The results after the jump:
- The exact same memo, averaged a 3.2/5.0 rating under our hypothetical “African American” Thomas Meyer and a 4.1/5.0 rating under hypothetical “Caucasian” Thomas Meyer.
- The qualitative comments on memos, consistently, were also more positive for the “Caucasian” Thomas Meyer than our “African American” Thomas Meyer.
- An average of 2.9/7.0 spelling grammar errors were found in “Caucasian” Thomas Meyer’s memo in comparison to 5.8/7.0 spelling/grammar errors found in “African American” Thomas Meyer’s memo.
- An average of 4.1/6.0 technical writing errors were found in “Caucasian” Thomas Meyer’s memo in comparison to 4.9/6.0 technical writing errors found in “African American” Thomas Meyer’s memo.
- An average of 3.2/5.0 errors in facts were found in “Caucasian” Thomas Meyer’s memo in comparison to 3.9/5.0 errors in facts were found in “African American” Thomas Meyer’s memo.
- Overall, “Caucasian” Thomas Meyer’s memo was evaluated to be better in regards to the analysis of facts and had substantively fewer critical comments.
Those law firm partners who were told that the memo was written by a white associate tended to give that associate the benefit of the doubt when it came to finding the errors in the writing. Conversely, those law firm partners who were told that the memo was written by a black associate tended to approach it from the understanding that it must be subpar. Perhaps the most telling aspect of this study is in the number of spelling errors found: those who thought they were reading a white associate's memo only found about 3 out of the 7 typos in the memo, whereas those who thought they were reading a black associate's memo found almost all 7 of the typo's. You tend to find things when you specifically look for them. This strongly suggests that the partners who reviewed the "black associate" memo went into it specifically looking for the typo's. And when they found them, their biases were confirmed.
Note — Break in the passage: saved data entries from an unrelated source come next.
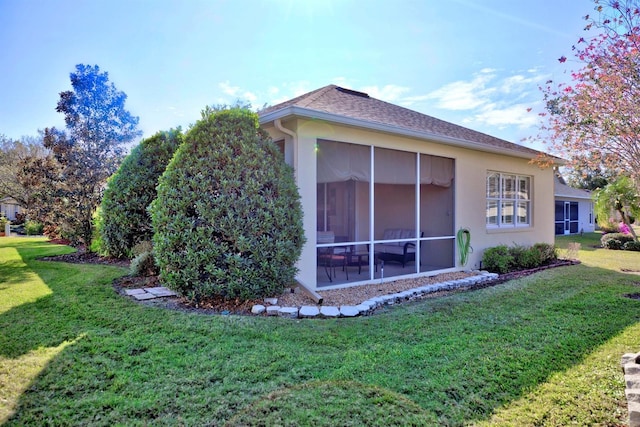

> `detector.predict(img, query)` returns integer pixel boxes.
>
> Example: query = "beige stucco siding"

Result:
[263,118,555,288]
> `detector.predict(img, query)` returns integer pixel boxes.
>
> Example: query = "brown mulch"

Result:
[41,249,580,315]
[41,251,130,268]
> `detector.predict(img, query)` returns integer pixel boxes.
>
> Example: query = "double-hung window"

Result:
[486,171,531,228]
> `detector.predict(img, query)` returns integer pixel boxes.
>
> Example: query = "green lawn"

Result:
[1,235,639,426]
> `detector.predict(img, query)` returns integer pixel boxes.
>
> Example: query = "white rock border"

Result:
[622,352,640,427]
[252,271,499,319]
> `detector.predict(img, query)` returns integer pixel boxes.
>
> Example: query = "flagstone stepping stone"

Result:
[144,287,177,297]
[124,288,147,296]
[132,292,158,300]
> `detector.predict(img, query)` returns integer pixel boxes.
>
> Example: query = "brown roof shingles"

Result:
[260,84,544,157]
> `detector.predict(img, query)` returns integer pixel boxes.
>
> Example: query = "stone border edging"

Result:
[622,352,640,426]
[250,271,499,319]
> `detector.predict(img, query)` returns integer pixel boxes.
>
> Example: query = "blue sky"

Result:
[0,0,593,150]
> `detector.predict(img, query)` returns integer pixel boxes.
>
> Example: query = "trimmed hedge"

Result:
[482,245,513,274]
[601,232,635,250]
[99,129,182,258]
[150,108,304,302]
[482,242,558,274]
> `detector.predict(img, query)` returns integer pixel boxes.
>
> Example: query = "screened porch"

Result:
[315,139,456,288]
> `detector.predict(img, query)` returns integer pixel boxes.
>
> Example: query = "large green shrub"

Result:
[150,108,305,302]
[99,129,182,258]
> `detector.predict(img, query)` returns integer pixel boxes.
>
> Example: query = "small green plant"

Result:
[623,240,640,251]
[482,245,514,274]
[509,244,543,269]
[90,208,107,255]
[130,240,153,258]
[129,250,158,277]
[533,242,558,264]
[24,220,43,236]
[0,215,8,229]
[601,232,635,250]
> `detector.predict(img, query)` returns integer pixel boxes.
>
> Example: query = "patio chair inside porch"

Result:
[317,231,349,282]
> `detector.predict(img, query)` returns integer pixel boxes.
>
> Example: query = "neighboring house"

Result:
[553,174,595,235]
[258,85,557,290]
[0,197,21,221]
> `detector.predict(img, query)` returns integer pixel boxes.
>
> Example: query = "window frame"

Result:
[486,171,532,229]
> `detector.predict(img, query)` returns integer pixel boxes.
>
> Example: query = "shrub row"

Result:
[601,233,640,251]
[99,108,305,302]
[482,243,558,274]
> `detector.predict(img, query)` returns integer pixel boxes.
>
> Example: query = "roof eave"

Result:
[260,106,554,162]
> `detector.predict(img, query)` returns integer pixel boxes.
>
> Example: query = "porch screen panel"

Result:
[419,239,455,271]
[316,140,370,240]
[420,154,454,238]
[419,154,455,273]
[374,148,416,237]
[374,148,417,278]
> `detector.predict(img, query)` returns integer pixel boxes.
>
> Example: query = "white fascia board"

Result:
[259,106,553,161]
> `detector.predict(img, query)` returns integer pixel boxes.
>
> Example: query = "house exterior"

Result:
[553,174,595,235]
[0,197,21,221]
[258,85,557,290]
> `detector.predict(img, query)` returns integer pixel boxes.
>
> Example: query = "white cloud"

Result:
[424,72,497,111]
[467,102,539,129]
[219,81,240,97]
[217,81,258,106]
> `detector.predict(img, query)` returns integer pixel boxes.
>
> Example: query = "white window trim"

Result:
[486,171,532,229]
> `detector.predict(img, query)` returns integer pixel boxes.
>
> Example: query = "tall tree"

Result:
[0,134,48,209]
[537,0,640,187]
[563,153,614,190]
[29,64,141,246]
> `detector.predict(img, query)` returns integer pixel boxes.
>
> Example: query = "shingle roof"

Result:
[259,84,546,158]
[554,174,592,199]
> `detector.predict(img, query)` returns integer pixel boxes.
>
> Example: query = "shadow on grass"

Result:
[1,237,640,425]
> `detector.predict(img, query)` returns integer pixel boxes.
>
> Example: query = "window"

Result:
[486,171,531,228]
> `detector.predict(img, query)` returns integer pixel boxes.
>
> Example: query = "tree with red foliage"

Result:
[537,0,640,187]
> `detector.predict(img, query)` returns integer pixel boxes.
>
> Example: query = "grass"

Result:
[1,234,639,425]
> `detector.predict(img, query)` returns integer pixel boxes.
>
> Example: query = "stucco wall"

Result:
[263,118,556,287]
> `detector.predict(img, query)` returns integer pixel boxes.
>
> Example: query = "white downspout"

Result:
[274,119,298,178]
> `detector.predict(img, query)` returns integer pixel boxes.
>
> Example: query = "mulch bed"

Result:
[41,249,581,315]
[41,251,130,268]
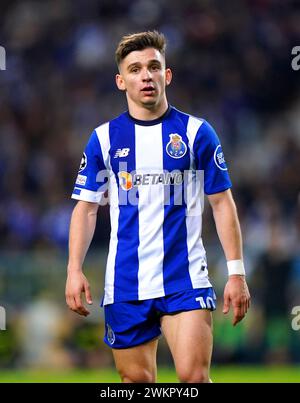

As black law firm associates, we are all very much aware that this type of bias exists in our day to day evaluations and interactions on the job. This study is but a mere glimpse into our reality. That is why it's difficult to take people like Ward Connerly seriously when they say things like merit has nothing to do with race. I have no doubt that he actually believes that, but that just lets me know that he's blind to the reality that the rest of us have experienced on a daily basis. And when you're ignorant to the reality of how racial bias affects people, you really shouldn't be trying to legislate your limited understanding of the subject on behalf of the rest of us.